From The Milwaukee Journal (Nov. 2, 1941)

Mississippi's Rebels Capitalize on Breaks

Marquette Air Game Fails on Slippery Field

  Damp weather and a poised football team from the University of Mississippi combined to blight Marquette's twenty-first homecoming before a crowd of about 9,000 of the hardy here Saturday afternoon.
  The Rebels from Dixie fashioned a 12-6 victory out of a fourth quarter touchdown and hung on tenaciously after regaining a lead that had been snatched from them suddenly in the third period.
  With the weatherman favoring the defensive team all afternoon, neither team was able to gain consistently, and the game developed into a battle of breaks in which the winners capitalized more expertly.  Treacherous underfooting caused ordinarily sure footed backs to skid and slide and a slippery ball made accurate passing difficult to a point bordering on impossibility.
  Junie Hovious and Merle Hapes, the touchdown twins who have top billing in the Ole Miss backfield lived up to advance notice.  They ran and passed dangerously and especially they booted the water soaked ball for consistent distances.
  Still it was neither Hovious nor Hapes who stole the show, but a 185 pound junior halfback, Ray Terrell.  He played the dual role of hero and goat, with a pleasant ending from his personal point of view.  He set the stage for the first touchdown with a 44 yard run in the first quarter, gave the six points back by fumbling in the third period and then reverted to the hero role by making a spectacular catch of a pass to break up the game in the final period.
  Outstanding for Ole Miss, in addition to the backfield trinity, were Bill Eubanks, veteran end, Chet Kozel, the Kenosha boy who played a bangup left tackle, and Capt.

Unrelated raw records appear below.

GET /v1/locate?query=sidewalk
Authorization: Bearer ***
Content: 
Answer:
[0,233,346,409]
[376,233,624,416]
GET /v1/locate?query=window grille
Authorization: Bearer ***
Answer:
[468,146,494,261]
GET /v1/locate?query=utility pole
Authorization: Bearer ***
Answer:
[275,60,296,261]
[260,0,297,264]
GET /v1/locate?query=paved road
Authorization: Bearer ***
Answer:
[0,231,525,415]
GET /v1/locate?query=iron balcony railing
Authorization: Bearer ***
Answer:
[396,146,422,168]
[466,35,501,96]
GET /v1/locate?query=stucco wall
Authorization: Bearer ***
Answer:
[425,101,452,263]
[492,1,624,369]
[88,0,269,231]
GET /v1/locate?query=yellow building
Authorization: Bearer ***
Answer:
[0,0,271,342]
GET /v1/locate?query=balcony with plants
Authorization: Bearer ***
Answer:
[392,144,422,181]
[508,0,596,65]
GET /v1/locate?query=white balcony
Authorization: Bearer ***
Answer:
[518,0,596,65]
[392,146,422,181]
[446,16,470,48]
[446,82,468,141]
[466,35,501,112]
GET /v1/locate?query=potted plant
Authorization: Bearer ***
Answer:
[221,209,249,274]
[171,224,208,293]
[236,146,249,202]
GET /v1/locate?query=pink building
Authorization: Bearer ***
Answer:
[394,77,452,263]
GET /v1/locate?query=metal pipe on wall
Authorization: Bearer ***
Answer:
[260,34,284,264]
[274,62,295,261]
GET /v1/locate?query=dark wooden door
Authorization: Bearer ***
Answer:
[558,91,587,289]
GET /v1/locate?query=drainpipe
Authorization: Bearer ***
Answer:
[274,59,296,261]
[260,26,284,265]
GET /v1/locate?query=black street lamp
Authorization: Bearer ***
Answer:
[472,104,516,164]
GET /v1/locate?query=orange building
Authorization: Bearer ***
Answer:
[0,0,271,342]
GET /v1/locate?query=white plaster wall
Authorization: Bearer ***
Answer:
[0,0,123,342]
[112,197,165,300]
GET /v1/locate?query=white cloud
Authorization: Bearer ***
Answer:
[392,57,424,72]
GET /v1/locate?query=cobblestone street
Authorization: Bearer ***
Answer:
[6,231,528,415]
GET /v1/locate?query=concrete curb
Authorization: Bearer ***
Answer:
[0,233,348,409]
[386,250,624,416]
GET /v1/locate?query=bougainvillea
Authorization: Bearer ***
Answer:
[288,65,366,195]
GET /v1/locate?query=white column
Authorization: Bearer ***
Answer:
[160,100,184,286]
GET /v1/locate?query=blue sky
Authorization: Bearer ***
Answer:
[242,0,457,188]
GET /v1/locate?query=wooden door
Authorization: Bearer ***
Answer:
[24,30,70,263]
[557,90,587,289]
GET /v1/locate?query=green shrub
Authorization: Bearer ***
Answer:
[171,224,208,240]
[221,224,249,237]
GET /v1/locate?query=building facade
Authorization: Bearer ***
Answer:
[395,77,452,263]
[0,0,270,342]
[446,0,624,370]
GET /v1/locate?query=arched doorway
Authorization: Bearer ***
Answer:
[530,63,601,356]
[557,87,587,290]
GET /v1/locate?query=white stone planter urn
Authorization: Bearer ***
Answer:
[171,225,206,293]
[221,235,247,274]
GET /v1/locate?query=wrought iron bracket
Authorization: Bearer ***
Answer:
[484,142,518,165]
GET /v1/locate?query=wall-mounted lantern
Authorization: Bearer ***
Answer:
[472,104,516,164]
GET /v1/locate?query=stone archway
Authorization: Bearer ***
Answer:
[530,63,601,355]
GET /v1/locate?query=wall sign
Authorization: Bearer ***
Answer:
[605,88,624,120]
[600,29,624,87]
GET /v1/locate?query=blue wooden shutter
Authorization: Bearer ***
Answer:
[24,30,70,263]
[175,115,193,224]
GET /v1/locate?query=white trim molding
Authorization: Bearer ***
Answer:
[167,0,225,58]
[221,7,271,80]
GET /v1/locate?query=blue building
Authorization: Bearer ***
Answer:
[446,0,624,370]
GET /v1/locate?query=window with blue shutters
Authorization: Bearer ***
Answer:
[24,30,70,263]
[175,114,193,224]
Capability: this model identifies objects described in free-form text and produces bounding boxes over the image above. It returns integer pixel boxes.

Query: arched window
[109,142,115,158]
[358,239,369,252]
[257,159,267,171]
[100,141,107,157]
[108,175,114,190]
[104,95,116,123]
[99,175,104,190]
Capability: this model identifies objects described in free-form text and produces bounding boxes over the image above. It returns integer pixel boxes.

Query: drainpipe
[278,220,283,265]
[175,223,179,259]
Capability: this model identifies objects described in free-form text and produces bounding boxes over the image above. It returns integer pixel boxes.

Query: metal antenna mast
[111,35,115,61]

Homer Hazel, Jr., son of the former Rutgers all-America, who was a bulwark at guard on the opposite side of the ball.
From the game program:

"You take a team like Mississippi that opened the season on the wrong foot by losing to Georgetown 16-6, bounded back with a 27-0 trouncing of Southwestern, was tied 14-14 by Georgia, and then proceeded to whale the daylight out of Holy Cross 21-0, and dump over Tulane 20-13---well, that little outfit has more chips on their shoulder than a good Saturday night poker session."
When I acquired this program, clippings from the next day's Milwaukee Journal sports page were inside. This game has no historic significance. This page is just to share these great old pictures.